The Wikipedia page that was referenced to you contains, at the bottom, precisely what you are looking for: a list of non-wikipedia, academic references, on cannabis usage for meditation purposes.
Such as:
"The earliest known reports regarding the sacred status of cannabis in India and Nepal come from the Atharva Veda estimated to have been written sometime around 2000 - 1400 BC,[1] which mentions cannabis as one of the "five sacred plants".[2]"
"scholars associated Chinese wu (shamans) with the entheogenic use of cannabis in Central Asian shamanism.[11]"
Where [1], [2] and [11] are:
[1] Courtwright, David (2001). Forces of Habit: Drugs and the Making of the Modern World. Harvard Univ.

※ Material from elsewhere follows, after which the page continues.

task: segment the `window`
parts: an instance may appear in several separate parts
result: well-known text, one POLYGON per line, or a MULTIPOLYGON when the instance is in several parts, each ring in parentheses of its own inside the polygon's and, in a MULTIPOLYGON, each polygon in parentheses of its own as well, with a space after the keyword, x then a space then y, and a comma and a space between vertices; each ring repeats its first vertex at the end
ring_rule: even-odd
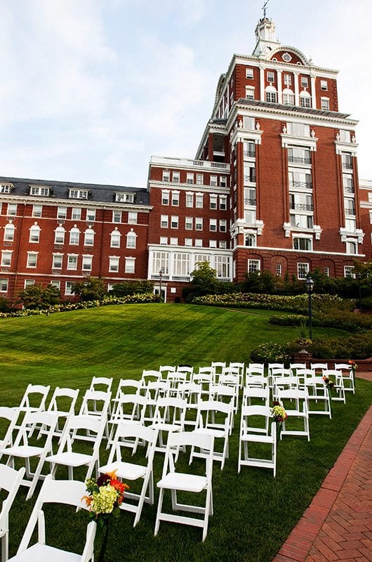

Press. p. 39. ISBN 0-674-00458-2.
[2] Touw, Mia. "The religious and medicinal uses of Cannabis in China, India and Tibet". J Psychoactive Drugs 13 (1).
[11] "Before the Christian Era" from Zuardi AW (June 2006). "History of cannabis as a medicine: a review". Rev. Bras. Psiquiatr. vol.28 no.2 São Paulo. Retrieved 2009-12-10.
And in China:
[13] Compare "if taken in excess will produce visions of devils … over a long term, it makes one communicate with spirits and lightens one's body", Li Hui-Lin (1978). "Hallucinogenic plants in Chinese herbals". J Psychedelic Drugs 10 (1): 17–26.
I have no personal opinion on the topic, I am not an history scholar or a meditator, but those references certainly indicate a use of cannabis for meditation purposes, at least certains forms of meditation. Don't you agree?